When they’re really magnolia they have a funny way of making me feel a little self-conscious and guilty about being a “noth-run bo-wee.” As if I had sharp edges. As if they all come from some isle where they talk to each other in those soft voices, and they live in a place where things are warmer and sweeter and tenderer, and they have a code that is so deep and so much a part of the way they act and behave that they don’t ever have to think about it as such. And that, I am afraid, is exactly the way it is with them. It makes you feel a bit cold, angular, displaced. She had lifted the edge of the
code just enough so I could see in—see trouble and tears, and letting me look in was, in itself, a violation of the code.
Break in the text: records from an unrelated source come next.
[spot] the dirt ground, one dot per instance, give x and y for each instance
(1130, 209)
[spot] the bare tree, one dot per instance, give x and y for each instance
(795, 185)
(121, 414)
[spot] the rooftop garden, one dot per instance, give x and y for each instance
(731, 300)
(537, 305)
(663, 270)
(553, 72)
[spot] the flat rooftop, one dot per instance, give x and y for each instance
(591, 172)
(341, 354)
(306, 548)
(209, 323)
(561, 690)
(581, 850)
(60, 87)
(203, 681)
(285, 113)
But, in my own way, I had a code of my own, and I could not see myself creepy-mousing around, trying to find out what gnawed the soul of my employer.

“I guess I understand, Andy. But, please, promise me one thing. If you should happen—well, sort of by accident, to find out what it is, you’ll let me know.”

“If it’s the sort of thing you should know. And if he isn’t telling you, he’s made that decision already, hasn’t he?”

“You get so darn logical like, Andy.”

But she managed a faint smile as she said it. Twenty minutes later I stood by my house and watched her horse the black MG off into the night. Funny about her. I hadn’t thought there was much to her. But be with her for a little while and you had an idea of just what John Long had for himself. A hundred and three pounds of fire and intensity and aliveness. A little wife that would sing in your blood like chronic malaria. Something to hurry home to when the nights get cool. It is indeed a depressing line of thought for a bachelor. Like a man in a rowboat looking at a cabin cruiser and saying to himself, “By God, I could own one of those if I weren’t so damn lazy that I hate the thought of the upkeep.”